From the lower saddle, head up a climbers path toward a prominent black dike. At the dike hike climbers right. Head for a small saddle that can be distinguished by the convergence of a zone of red and black rock. Hike left towards the steep rock of the Lower Exum Ridge. Rope up at the base of the diffuculties.
This route, one of the celebrated 50 Classics of North America, is deserving of the distinction. While not technically difficult, one must start early and climb efficiently in order to beat the evening lighting storms. Many climbers start this route only to bail at Wall Street.

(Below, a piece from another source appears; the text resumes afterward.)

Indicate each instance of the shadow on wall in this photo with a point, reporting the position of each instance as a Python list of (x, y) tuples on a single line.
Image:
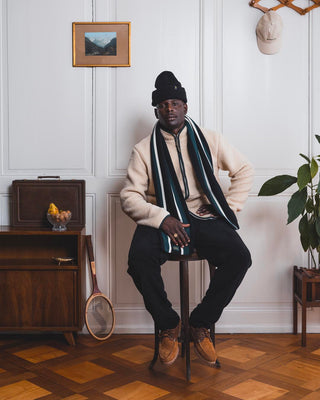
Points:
[(269, 235)]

August is a good time to climb this route as it is snow free and can be done wearing approach shoes without an ixe axe.
The first pitch climbs cracks to a broad ledge. Be sure to pick the correct line as some will dead end in difficult climbing. From the ledge climb a right leaning chimney past two big chockstones. Belay on a ledge. Climb left through gulleys and chimneys making an awkward, off balance traverse to the left, then back right up a short steep wall to arrive in a nook below the Black Face. Stem up to the Black Face climbing on small holds. Exit left via the wide 'Crystal Crack'. This is typically done in two pitches. Traverse left along loose ledges and climb short walls to arrive at the base of the Upper Exum. Follow the Upper Exum to the summit. Descend via the standard descent route. The famous overhanging rappel requires either double ropes or a 60 meter with tricky downclimbing. This spot has seen its share of accidents, be careful and join with another party if you are not postive one rope with get you down.
Helmet, 8-10 slings, carabiners, set of nuts, range of cams from small to 3", rock shoes, ice axe in early season. 60 (70 is better) meter rope or double ropes for rappel.